I’m hoping that someone can help me with a data problem I just can’t quick crack. I’m trying to match titles based on lists of ISBNs. What I need to do is find a transitive relationship among the titles. For example, if Title A matches with Title B due to a shared ISBN, and Title B matches with Title C due to another shared ISBN, then A should be associated with both B and C (even if A and C don’t directly share an ISBN).
As an example, let’s say we have 3 ISBNs with their associated ID numbers:
How can I cluster all of these IDs together, seeing that the first ISBN matches the second by virtue of ID 2878, and the second ISBN is connected to the third by virtue of ID 2879.
@Cosmo72 Can I assume that your list may be “infinitely” long and the associated ISBNs are not physically adjacent to each other? Is it possible to provide a sample dataset?
Thanks for helping out! You are correct that the list may be infinitely long (generally up to about 15,000 lines) and the ISBNs are sometimes, but not always in rows that are adjacent to each other. I will attach a test file. The particular problem I am trying to solve is illustrated in lines 125, 126, 127. In these entries for the book " A House Divided?", you will see that line 125 has the ISBNs 0919666132, 9780919666139, line 126 has the ISBN 0919666132 and line 127 has the ISBN 9780919666139. I need a solution that would capture all of these titles as the same book.
Tnx for sharing a sample file. This is not straight forward. Do you have any idea what the output should look like? You can e.g. create a network graph, to see how isbn and the book_id’s are related. I have not enough knowledge about the configuration of the KNIME Network Nodes. But maybe its is possible to extract the cluster created in these graphs. isbn_network.knwf (126.0 KB)
Wow, that is really cool! I did not know that could be accomplished in KNIME. I will remember it for other projects. But for this one, the output I am looking for is simply a condensed list of titles, with a new column containing the IDs which were included in the collapsed title.
I think this workflow does what you want. The titles were pretty dirty and needed some preprocessing to make them uniform. I haven’t spent much time QAing the workflow or splitting the output into separate columns. I thought I’d get your comments first.

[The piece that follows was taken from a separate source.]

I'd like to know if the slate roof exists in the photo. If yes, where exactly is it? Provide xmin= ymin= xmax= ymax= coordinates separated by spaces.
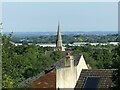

I made a few changes. A few of the titles had the “remainder” included in the main title. I removed those so the grouping would be consistent. I also added an entry counter so you can see how many times a title appears in the original list.
Thanks for taking the time to work on this. While some aspects of what you present here will be useful for my workflow (and future workflows), it doesn’t address some of the data problems I am trying to overcome. For example, I cannot simply group on title alone, because there are often multiple editions of these titles and I need to treat each edition as a distinct entity. Also, titles are often not entered exactly the same, so a group on title will inevitably miss some that have been entered in a non-standard way. With no field being a good “groupby” candidate, I was hoping to find a solution that was based on the ISBN numbers themselves.
I will keep working on it, but would like to thank you for your generosity in trying to find a solution!
A question: Are the ISBN numbers manually input into your database? If so, they’re as likely to have errors as the book titles.
An obsvervation: Some of your entries have no ISBNs and the secondary identifiers don’t match. See the example below. Unless these are truly different books with the same title, you’ll mever match them with ISBNs alone.
Yes, the ISBNs are enter by humans, and yes they sometimes contain mistakes. You are correct in observing that ISBN matching will not be able to match all the titles. This is an only component of a much larger workflow that takes into consideration other match keys that are generated from the data (i.e. title, author date, etc.). The matching is done in sequences, each time collapsing the list, until no more matches can be made.